いやね、別にね、新開くんを好きになってないですよ。あの後片付けして新開くんが目を覚ます前においとましたから、それからなんの接点もなく過ごしている。広いキャンパスで新開くんを見かけることはほとんどない。自転車部が活動しているところへ行けば見れるんだろうけど、別にね、会いたいわけでもないですし。会う理由もないわけですし。お寿司食べたい。

合コンへ行ったとき、友達は幹事の子しかいなかったんだけど、なにやらわたしと新開くんが付き合ったんじゃないかという噂が流れてしまって、面識ない子からもちょくちょく喋りかけられたりした。わたしに話しかけた女の子たちは揃って「新開くんと付き合ってるの?」と聞いてくる。わたしが「付き合ってない」と答えると安堵したような顔をしてきゃーっと言って去って行く。なるほどみんな新開くんが好きなんですね。

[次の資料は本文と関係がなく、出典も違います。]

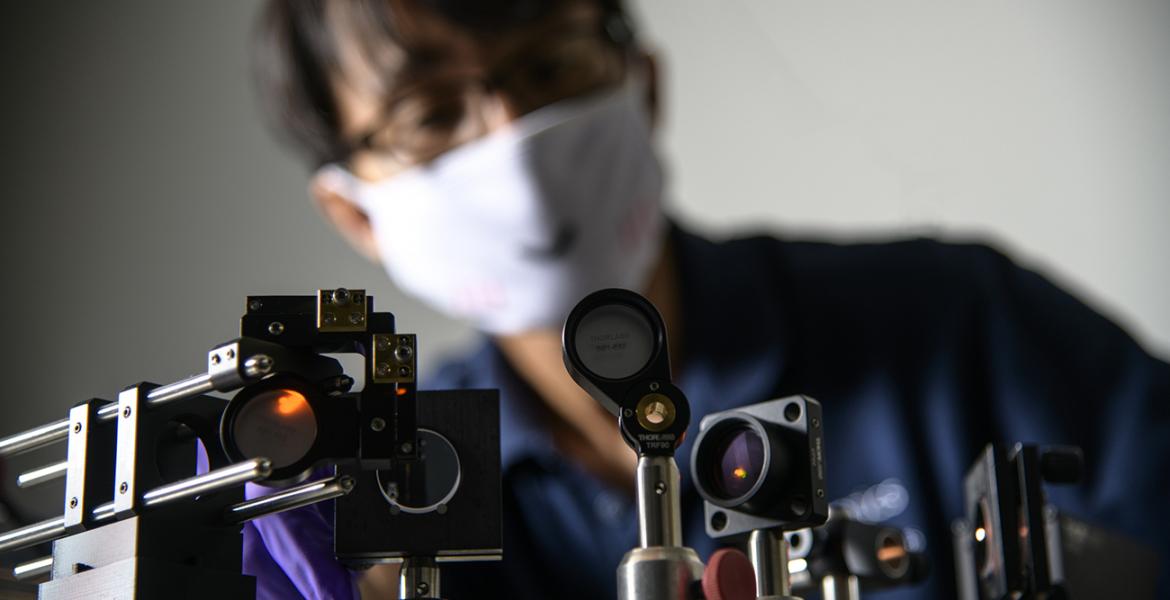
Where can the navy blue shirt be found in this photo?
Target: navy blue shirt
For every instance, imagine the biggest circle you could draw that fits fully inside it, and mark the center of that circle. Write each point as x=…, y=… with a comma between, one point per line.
x=920, y=352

大学の講義を終えて家路につく。電車を降りたところでわたしのスマホが震えた。名前が表示されてないところを見ると、きっと知らない人からの電話なんだろう。んじゃあ出る必要ないや。ほっといていいや。スマホをポケットにしまって駅から出る。またしばらくするとぶるぶるとポケットが震えて、スマホを取り出した。さっきと同じ番号が表示されてる。二度もかかってきたとなると、わたしの知ってる人なのかなぁ。とりあえず出てみるだけ出てみよう。スマホを耳にあてながら電話に出る。電波の向こう側で「千代ちゃん?」わたしのことをちゃん付けで呼ぶ男性の声。たったひとりだけ心当たりがあった。


「新開くん?」
「おーよくわかったな!」
「うん。まぁ。と言うかなんでわたしの番号知ってるの?」
「この間の合コンのときの幹事の人から聞いたんだ」
「えっ。なんで」
「なんでって、好きな子の連絡先は知りたいじゃん」
「えっ」
「今度会おうよ」
「えっ」


つまりさ、わたしのことを好きだと言ってるんだよね、新開くんは。どうするべき?どうしたらいいわけ?こんなにまっすぐ気持ちを伝えられることは経験がないから戸惑ってしまう。頭の中真っ白。悪い気はしない、けど。


「とりあえず、オレの番号、ちゃんと登録してくれよ」
「あぁうん」
「また電話してもいい?」
「うん」
「じゃあこれから部活だから」
「そうなんだ。頑張れ」
「ん。頑張る」


プツリと電話が切れる。切れてもなぜか耳からスマホを離すことができない。何かの余韻に浸ってるみたいに。